All of these verifications are done without decapsulating the various layers of the OSI model (IP, TCP and HTTP), thereby making it possible to obtain reduced processing times, and therefore to be able to analyze a data flow having a very significant throughput.
The software 210 also includes a module 216 for extracting data contained in an HTTP packet. The module 216 generates data as output, and adds associated metadata. All of this data is called D.
The processing software 210 includes a module 218 for selecting the storage server from amongst the different servers making up the storage stage 154. The module 218 includes an occupancy table 219 providing the address for the different storage servers 300, 302, 304, as well as their respective instantaneous occupancy statuses from among the “free” and “occupied” statuses.
Lastly, the processing software 210 includes an encoding and transmission module 220 capable of taking, as input, the address of the server chosen by the module 218, the port used, and the data produced by the module 216, then communicating that data D to the selected storage server. That data may be encrypted, for example using the AES 256 encryption code known by those skilled in the art.
Storage software 310 is run on each of the storage servers 300, 302, 304.
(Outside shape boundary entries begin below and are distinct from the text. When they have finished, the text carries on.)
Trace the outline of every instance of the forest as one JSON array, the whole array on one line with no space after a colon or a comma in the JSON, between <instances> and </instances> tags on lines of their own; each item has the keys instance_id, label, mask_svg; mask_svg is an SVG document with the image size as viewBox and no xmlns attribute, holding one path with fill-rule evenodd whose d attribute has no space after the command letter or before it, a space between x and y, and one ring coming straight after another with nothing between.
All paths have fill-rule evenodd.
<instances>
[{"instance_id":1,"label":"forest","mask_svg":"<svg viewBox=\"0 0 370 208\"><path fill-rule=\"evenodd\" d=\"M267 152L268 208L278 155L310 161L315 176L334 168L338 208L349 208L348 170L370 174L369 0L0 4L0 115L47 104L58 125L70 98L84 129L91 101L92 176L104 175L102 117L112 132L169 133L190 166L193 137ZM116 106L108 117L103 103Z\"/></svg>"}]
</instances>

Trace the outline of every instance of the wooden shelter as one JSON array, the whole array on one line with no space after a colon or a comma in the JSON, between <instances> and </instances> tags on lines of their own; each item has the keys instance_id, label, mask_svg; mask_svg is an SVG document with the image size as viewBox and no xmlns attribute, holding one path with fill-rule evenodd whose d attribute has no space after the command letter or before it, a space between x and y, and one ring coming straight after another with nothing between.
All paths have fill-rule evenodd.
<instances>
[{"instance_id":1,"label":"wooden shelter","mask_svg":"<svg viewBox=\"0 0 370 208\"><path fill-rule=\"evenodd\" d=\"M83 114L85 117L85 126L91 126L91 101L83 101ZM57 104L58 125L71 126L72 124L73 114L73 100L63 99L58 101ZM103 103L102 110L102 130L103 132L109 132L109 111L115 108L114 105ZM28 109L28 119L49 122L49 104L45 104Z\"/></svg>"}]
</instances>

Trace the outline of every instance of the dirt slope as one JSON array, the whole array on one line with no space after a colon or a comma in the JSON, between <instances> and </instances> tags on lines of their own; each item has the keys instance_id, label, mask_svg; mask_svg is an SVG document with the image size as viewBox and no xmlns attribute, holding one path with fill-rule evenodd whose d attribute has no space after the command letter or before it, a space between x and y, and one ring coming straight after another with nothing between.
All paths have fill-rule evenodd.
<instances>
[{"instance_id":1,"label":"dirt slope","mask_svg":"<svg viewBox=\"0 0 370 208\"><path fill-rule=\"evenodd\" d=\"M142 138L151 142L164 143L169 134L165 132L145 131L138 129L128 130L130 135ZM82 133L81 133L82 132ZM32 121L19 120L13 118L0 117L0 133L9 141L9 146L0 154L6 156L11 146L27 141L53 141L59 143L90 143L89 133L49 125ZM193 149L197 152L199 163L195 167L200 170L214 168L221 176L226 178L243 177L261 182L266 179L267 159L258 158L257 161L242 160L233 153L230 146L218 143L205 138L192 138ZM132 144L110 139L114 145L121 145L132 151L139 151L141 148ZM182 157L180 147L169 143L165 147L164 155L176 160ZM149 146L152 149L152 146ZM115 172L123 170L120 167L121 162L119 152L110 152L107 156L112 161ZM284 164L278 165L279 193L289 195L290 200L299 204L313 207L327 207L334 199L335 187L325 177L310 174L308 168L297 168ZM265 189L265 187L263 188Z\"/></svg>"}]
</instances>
The storage software 310 is capable of reading a configuration file 311 containing various parameters necessary for its operation.
The software 310 includes an acquisition module 312 capable of listening to a predefined port of the storage server and acquiring the entering data D.
The software 310 includes a decoding module 314 capable of extracting the data.
The software 310 includes a module 316 capable of decoding the metadata to the data D and storing all of that data in a file F. The latter is placed in a particular directory of an archiving structure including a plurality of directories.
Lastly, the software 310 includes a storage module 318 capable of monitoring the filling level of each of the directories of the archiving structure, comparing that level with a threshold value, and storing the contents of a directory in a particular table of the database associated with the storage server.
Retrieval software 410 can be run by the retrieval server 400.
The software 410 includes a man/machine interface 412 making it possible to develop complex query requests for the database 301, 303, 305.
The software 410 includes a module 414 for querying the database. It is capable of interpreting a complex request in a plurality of requests according to the query language used by the database. The module 414 can send a query request to the database 301, 303, 305, and receive the corresponding responses. It is capable of aggregating those responses before sending them to the interface module 412.
The analysis method will now be described in reference to FIGS. 3 and 4, FIG. 5 recalling the binary structure of a frame.
The server 20 hosts a website on which users exchange data (such as written messages, photos, videos, binary files), placed on the site and viewable through a suitable webpage.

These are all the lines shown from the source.